TERÖRİSTLERİN TERCİHİ
DOĞAL SALGINLARA KARŞI
Biyolojik terör karşısında alınabilecek en büyük tedbirin sıhhat altyapısının doğal salgınlara karşı vereceği cevabı güçlendirmek olduğu vurgulandı. Meydana gelen salgınların üst seviye liderlik, sorumluluk ve yetki ile sürdürülmesi de biyoteröre karşı aktif bir uğraş idaresi olduğunun altı çizildi.
RAPORDA ÖNGÖRÜLEN ÖNLEMLER
-Acil servis ve toplum tabipleri potansiyel ataklara dönük tertipli eğitimden geçirilmeli.
-Kişisel hami donanımlar geliştirilmeli ve halkın kullanımına sunulmalı.
-Tanı testleri daha süratli ve daha emniyetli hale getirilmeli.

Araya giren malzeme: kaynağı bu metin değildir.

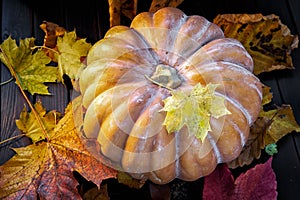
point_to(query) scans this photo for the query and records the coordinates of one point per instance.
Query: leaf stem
(11, 138)
(44, 47)
(18, 82)
(157, 83)
(5, 82)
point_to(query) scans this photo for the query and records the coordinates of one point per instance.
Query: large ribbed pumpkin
(128, 77)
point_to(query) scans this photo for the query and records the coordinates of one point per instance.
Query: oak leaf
(266, 38)
(29, 66)
(44, 169)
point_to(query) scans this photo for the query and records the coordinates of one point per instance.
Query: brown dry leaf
(282, 122)
(117, 8)
(44, 169)
(158, 4)
(97, 194)
(267, 40)
(269, 127)
(254, 144)
(52, 31)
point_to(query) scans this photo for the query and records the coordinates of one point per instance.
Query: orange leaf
(52, 31)
(45, 169)
(121, 7)
(158, 4)
(267, 40)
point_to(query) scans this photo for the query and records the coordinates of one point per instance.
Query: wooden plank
(54, 12)
(16, 22)
(294, 7)
(286, 163)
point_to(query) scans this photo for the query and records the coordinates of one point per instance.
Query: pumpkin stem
(165, 76)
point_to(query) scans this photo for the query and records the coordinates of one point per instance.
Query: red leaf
(219, 184)
(257, 183)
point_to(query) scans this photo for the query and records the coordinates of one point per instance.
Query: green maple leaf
(71, 51)
(194, 110)
(27, 65)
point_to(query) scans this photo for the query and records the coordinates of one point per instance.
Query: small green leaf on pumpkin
(29, 125)
(194, 110)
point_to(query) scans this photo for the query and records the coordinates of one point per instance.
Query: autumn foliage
(44, 169)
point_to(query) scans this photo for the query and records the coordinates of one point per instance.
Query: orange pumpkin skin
(123, 108)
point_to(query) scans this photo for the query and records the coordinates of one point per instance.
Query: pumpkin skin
(123, 108)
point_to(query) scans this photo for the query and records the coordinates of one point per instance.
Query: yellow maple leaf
(29, 125)
(71, 51)
(28, 66)
(45, 168)
(194, 110)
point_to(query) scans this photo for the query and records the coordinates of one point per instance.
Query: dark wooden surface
(21, 19)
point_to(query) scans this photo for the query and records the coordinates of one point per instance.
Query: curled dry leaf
(268, 41)
(158, 4)
(52, 31)
(117, 8)
(44, 169)
(269, 127)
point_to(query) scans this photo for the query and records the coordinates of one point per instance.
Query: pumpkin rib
(129, 124)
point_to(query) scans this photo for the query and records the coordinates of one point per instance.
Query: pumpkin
(130, 73)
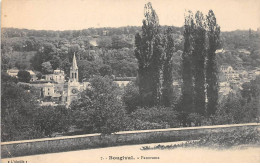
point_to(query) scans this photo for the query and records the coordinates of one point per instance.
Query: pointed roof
(74, 62)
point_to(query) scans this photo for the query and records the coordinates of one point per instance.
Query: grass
(218, 140)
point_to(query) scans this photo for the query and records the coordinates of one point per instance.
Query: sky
(83, 14)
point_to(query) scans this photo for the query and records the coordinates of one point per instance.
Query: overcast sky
(82, 14)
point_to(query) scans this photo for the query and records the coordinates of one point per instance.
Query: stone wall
(69, 143)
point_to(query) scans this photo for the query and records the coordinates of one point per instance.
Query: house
(12, 72)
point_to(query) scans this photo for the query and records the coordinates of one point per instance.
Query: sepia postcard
(130, 81)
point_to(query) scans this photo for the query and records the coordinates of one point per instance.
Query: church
(59, 92)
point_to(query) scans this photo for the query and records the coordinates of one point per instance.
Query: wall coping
(131, 132)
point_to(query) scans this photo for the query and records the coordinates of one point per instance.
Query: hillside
(111, 49)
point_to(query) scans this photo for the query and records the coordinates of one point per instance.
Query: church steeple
(74, 62)
(74, 69)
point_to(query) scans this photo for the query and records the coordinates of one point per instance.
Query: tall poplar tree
(187, 85)
(198, 63)
(149, 52)
(213, 32)
(167, 91)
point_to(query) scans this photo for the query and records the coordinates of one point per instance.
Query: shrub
(165, 116)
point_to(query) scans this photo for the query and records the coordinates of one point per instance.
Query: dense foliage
(21, 116)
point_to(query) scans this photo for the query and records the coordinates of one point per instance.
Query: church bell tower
(74, 73)
(73, 83)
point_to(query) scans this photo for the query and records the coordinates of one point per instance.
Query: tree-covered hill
(109, 48)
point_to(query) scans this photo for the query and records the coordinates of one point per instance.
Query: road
(132, 153)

-Laboratuvar kapasitesi genişletilmeli.
-Yeni aşılar ve tedavi sistemleri geliştirilmeli.
-Bulaşıcı hastalıkların ilerleme modelleri üzerine yapılan çalışmalar geliştirilmeli.
-Hem ulusal hem de milletlerarası ilaç ve aşı stoku oluşturulmalı.

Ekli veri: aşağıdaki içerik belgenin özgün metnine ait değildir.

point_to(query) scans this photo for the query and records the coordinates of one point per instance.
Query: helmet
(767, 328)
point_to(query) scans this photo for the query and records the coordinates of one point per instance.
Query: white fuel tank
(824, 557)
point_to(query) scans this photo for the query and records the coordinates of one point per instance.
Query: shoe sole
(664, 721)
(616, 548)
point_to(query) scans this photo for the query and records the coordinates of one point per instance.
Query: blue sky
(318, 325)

-Uluslararası iş birliği içinde çok sayıda ülkeyi de içine alan tatbikatlar yapılmalı.
-Potansiyel hücumlara karşı memleketler arası bilgi alışverişi sistemleri kurulmalı.
Ucuza üretiliyor
Hazırlanan raporda, biyolojik silahların, kimyasal silahlara nazaran fazla tehdit içermekle kalmadığı kimyasal silahlara oranla maliyeti hayli düşük ve süratli sonuç veren silahlar olduğu vurgulandı.